REFERÊNCIAS BIBLIOGRÁFICAS

1. Wolfe MM. Overview and comparison of the proton pump inhibitors for the treatment of acid-related disorders (Internet). In: UpToDate. Waltham, MA: UpToDate; 2013 (updated 2016 Jun 2). Available from: http://www.uptodate.com/contents/overview-and-comparison-of-the-proton-pump-inhibitors-for-the-treatment-of-acid-related-disorders?source=search_result&search=proton+pump+inhibitors+for+the+treatment+of+acid-related+disorders&selectedTitle=1%7E150

2. Comissão de Farmácia e Terapêutica da ARSLVT. Serão os inibidores da bomba de protões fármacos seguros a longo prazo? Bol Terapêutico (Internet). 2016;(1). Available from: http://www.arslvt.min-saude.pt/uploads/document/file/2518/Boletim_IBP_Jan2016.pdf

3. Haenisch B, von Holt K, Wiese B, Prokein J, Lange C, Ernst A, et al. Risk of dementia in elderly patients with the use of proton pump inhibitors. Eur Arch Psychiatry Clin Neurosci. 2015;265(5):419-28.         [ Links ]
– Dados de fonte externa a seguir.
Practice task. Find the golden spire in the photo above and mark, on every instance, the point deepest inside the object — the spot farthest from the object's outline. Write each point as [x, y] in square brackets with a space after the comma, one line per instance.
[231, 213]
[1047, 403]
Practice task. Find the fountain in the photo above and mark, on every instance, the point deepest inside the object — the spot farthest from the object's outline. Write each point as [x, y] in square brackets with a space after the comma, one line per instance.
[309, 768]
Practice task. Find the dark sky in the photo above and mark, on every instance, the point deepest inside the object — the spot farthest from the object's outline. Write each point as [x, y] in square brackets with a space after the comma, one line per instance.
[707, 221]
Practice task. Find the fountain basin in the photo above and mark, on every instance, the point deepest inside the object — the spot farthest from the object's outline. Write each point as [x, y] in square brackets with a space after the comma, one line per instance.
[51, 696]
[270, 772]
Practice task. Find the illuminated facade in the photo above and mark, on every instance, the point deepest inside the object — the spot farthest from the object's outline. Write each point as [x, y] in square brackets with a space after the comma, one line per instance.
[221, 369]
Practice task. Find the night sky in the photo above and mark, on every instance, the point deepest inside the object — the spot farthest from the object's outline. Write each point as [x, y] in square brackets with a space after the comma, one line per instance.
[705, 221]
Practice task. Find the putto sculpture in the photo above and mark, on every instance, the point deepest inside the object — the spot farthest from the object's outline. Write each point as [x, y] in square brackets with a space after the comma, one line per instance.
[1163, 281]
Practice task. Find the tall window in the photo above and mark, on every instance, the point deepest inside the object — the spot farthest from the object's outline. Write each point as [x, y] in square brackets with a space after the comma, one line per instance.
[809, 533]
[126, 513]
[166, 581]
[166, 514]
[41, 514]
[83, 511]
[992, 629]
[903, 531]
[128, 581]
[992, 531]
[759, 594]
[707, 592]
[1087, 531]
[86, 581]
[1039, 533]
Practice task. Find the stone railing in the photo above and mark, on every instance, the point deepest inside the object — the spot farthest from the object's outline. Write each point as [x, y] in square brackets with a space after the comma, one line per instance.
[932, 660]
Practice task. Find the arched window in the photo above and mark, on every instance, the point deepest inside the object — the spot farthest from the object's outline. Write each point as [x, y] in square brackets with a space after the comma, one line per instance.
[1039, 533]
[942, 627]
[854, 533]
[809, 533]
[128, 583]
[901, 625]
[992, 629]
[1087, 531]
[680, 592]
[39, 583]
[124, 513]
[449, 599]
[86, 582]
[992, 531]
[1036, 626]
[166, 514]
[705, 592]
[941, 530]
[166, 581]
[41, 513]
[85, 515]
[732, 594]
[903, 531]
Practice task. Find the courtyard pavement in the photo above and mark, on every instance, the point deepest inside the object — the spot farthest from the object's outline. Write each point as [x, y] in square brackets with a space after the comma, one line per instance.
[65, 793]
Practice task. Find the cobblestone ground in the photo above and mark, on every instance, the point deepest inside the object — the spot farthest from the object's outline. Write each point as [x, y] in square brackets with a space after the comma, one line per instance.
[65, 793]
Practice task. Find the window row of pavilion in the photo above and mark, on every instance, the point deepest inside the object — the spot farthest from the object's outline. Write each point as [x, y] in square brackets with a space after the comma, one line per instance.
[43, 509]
4. Badiola N, Alcalde V, Pujol A, Münter LM, Multhaup G, Lleó A, et al. The proton-pump inhibitor lansoprazole enhances amyloid beta production. PLoS One. 2013;8(3):e58837.         [ Links ]

5. Fallahzadeh MK, Borhani Haghighi A, Namazi MR. Proton pump inhibitors: predisposers to Alzheimer disease? J Clin Pharm Ther. 2010;35(2):125-6.         [ Links ]
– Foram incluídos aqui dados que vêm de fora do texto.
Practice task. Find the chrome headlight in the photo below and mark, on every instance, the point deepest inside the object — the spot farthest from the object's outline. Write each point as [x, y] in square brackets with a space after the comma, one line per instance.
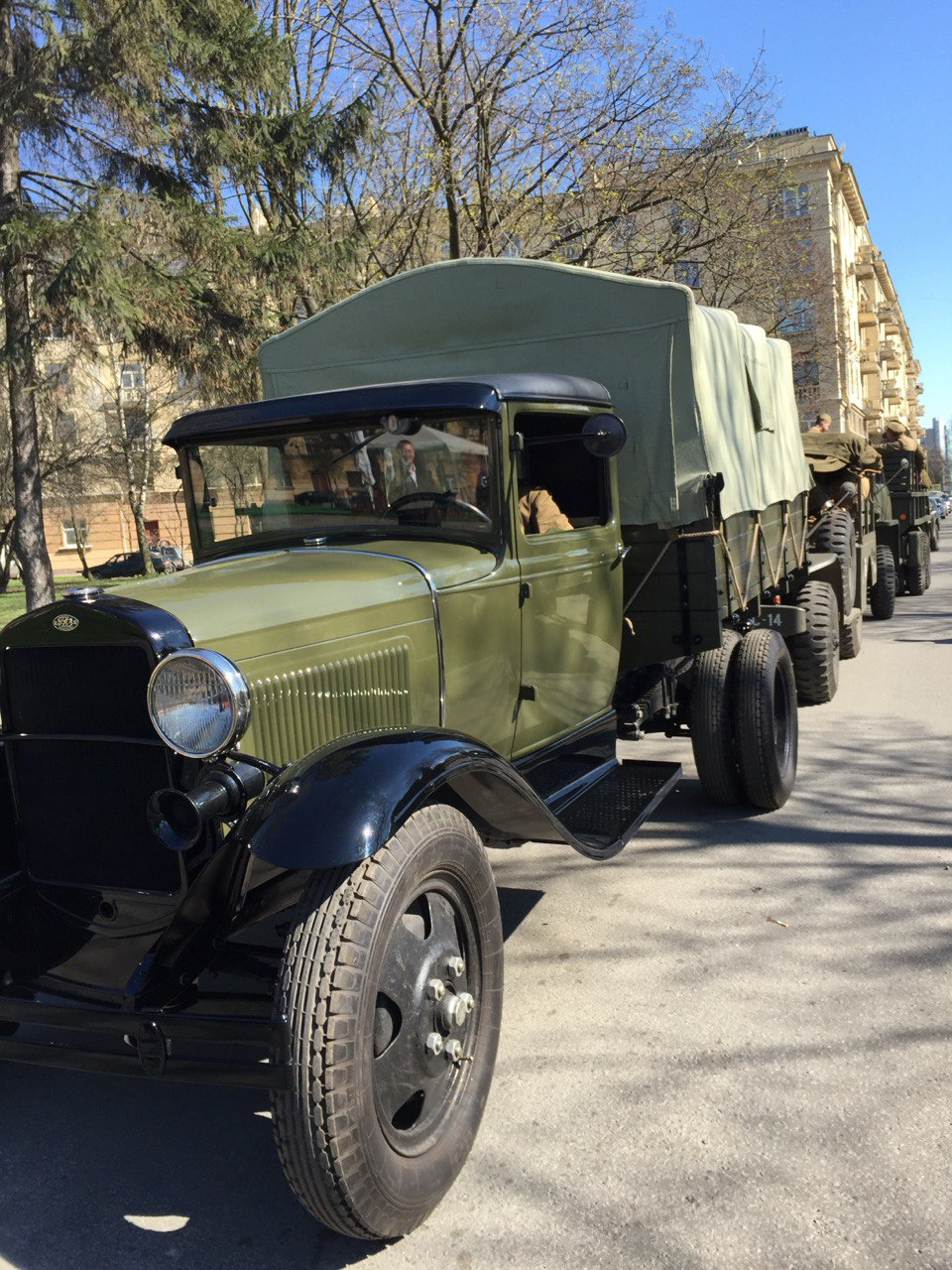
[198, 702]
6. Rojo LE, Alzate-Morales J, Saavedra IN, Davies P, Maccioni RB. Selective interaction of lansoprazole and astemizole with tau polymers: potential new clinical use in diagnosis of Alzheimer’s disease. J Alzheimers Dis. 2010;19(2):573-89.         [ Links ]

7. Lam JR, Schneider JL, Zhao W, Corley DA. Proton pump inhibitor and histamine 2 receptor antagonist use and vitamin B12 deficiency. JAMA. 2013;310(22):2435-42.         [ Links ]

8. Kuller LH. Do proton pump inhibitors increase the risk of dementia? JAMA Neurol. 2016;73(4):379-81.         [ Links ]

 

Conflitos de interesse

As autoras declaram não possuir qualquer conflito de interesse.